Installing HeNB-GW 114 as a small-cell gateway enables not only line concentration of the C-plane of the S1 interface (abbreviated as S1-C) with MME 115 as shown in the related art (3GPP TS36.300 Ver11.5.0, 3GPP: 3rd Generation Partnership Project) but also enables line concentration of the U-plane of the S1 interface (abbreviated as S1-U) with S-GW 117.
Regarding the C-plane, MME 115 carries out transmission and reception of a HEARTBEAT signal of SCTP (Stream Control Transmission Protocol) in order to monitor the state of the link on the S1 interface. However, the bundling of a plurality of HeNB 104 by HeNB-GW 114 eliminates the need for MME 115 to transmit and receive the HEARTBEAT signal with each HeNB 104, and MME 115 need only transmit and receive the HEARTBEAT signal with HeNB-GW 114. In other words, HeNB-GW 114 monitors the state of links by transmitting and receiving the SCTP HEARTBEAT signal with each HeNB 104, whereby the signal load of MME 115 can be reduced.
Regarding the U-plane on the other hand, S-GW 117 monitors the normalcy of the path of GTP-U by an ECHO procedure of the GTP-U (GPRS Tunneling Protocol-User where GPRS is General Packet Radio Service) protocol. However, the bundling of a plurality of HeNB 104 by HeNB-GW 114 eliminates the need for S-GW 117 to implement the ECHO procedure with each HeNB 104, and S-GW 117 need only implement the ECHO procedure with HeNB-GW 114. In other words, HeNB-GW 114 monitors the state of the U-plane by implementing the ECHO procedure with each HeNB 104, and as a result, the signal load upon S-GW 117 can be reduced.
In the core network, moreover, IP addresses have already been assigned to apparatuses in the core network. When a large number (on the order of, for example, several 100,000) of HeNB 104 are subsequently introduced, the possibility arises that in some cases restructuring such as the re-assignment of IP addresses will become necessary due to the limitation of IP addresses that can be assigned by the provider.
However, installation of HeNB-GW 114 between HeNB 104 and the core network enables the user data and control signals that are transmitted by way of HeNB-GW 114 to be first terminated at HeNB-GW 114 and allows the addresses to be replaced by the address of HeNB-GW 114. In this way, only the IP address of HeNB-GW 114 need be prepared in the core network and the independence of the IP address space between the core network and HeNB 104 can be maintained. In this way, the existence of HeNB-GW 114 allows the easy introduction of HeNB 104 without any influence upon the setting of IP addresses of the core network. HeNB-GW 114 therefore realizes a concentration function for a large number of HeNB 104.

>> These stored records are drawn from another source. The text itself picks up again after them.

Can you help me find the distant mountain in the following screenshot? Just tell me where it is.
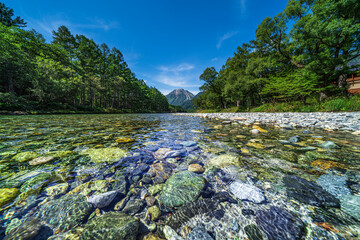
[166,89,194,110]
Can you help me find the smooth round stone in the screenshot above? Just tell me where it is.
[34,195,94,231]
[87,191,118,208]
[29,156,54,166]
[147,205,161,221]
[250,129,260,134]
[229,181,265,203]
[188,163,205,173]
[0,188,20,208]
[80,212,139,240]
[160,171,205,207]
[340,195,360,221]
[319,141,340,149]
[209,154,240,168]
[316,174,351,198]
[186,227,214,240]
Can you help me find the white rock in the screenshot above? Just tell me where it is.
[230,181,265,203]
[87,191,117,208]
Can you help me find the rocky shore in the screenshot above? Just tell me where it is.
[176,112,360,134]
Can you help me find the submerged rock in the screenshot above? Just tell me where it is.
[34,195,93,231]
[0,188,20,208]
[209,154,240,168]
[82,147,126,163]
[80,212,139,240]
[13,152,39,162]
[188,163,205,173]
[186,227,214,240]
[319,141,340,149]
[316,174,351,198]
[4,218,53,240]
[283,176,340,207]
[169,198,218,230]
[87,191,118,208]
[29,156,54,166]
[229,181,265,203]
[244,224,264,240]
[163,225,184,240]
[45,183,69,196]
[161,171,205,207]
[256,207,305,240]
[341,195,360,221]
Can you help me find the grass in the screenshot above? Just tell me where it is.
[197,95,360,113]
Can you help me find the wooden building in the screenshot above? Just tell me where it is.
[346,72,360,94]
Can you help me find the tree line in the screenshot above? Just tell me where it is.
[194,0,360,109]
[0,3,169,112]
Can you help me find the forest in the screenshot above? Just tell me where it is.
[194,0,360,111]
[0,3,169,113]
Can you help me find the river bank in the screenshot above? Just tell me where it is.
[176,112,360,134]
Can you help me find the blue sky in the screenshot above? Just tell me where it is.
[2,0,287,94]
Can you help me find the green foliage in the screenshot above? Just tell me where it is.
[195,0,360,111]
[0,3,169,112]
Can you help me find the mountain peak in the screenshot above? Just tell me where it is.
[166,88,194,109]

In addition, because it is assumed that HeNB 104 will be installed in residences and businesses, it is also assumed that the power will be more frequently turned ON and OFF than in a macrocell base station. If HeNB-GW 114 is not present at such times, many alarms will be raised in MME 115 and S-GW 117 when the power of HeNB 104 is turned OFF due to faults of SCTP links between MME 115 and HeNB 104 and faults of the U-plane between S-GW 117 and HeNB 104. However, if HeNB-GW 114 is present, there will be no effect upon SCTP links with the MME 115 side or upon the U-plane with the S-GW 117 side even when HeNB 104 is turned OFF, and alarms will therefore not occur.
Thus, HeNB-GW 114 becomes necessary in a state in which a large number of HeNB 104 are installed both to reduce the signal load upon MME 115 and S-GW 117 and to eliminate alarms to MME 115 and S-GW 117 when turning OFF power to HeNB 104.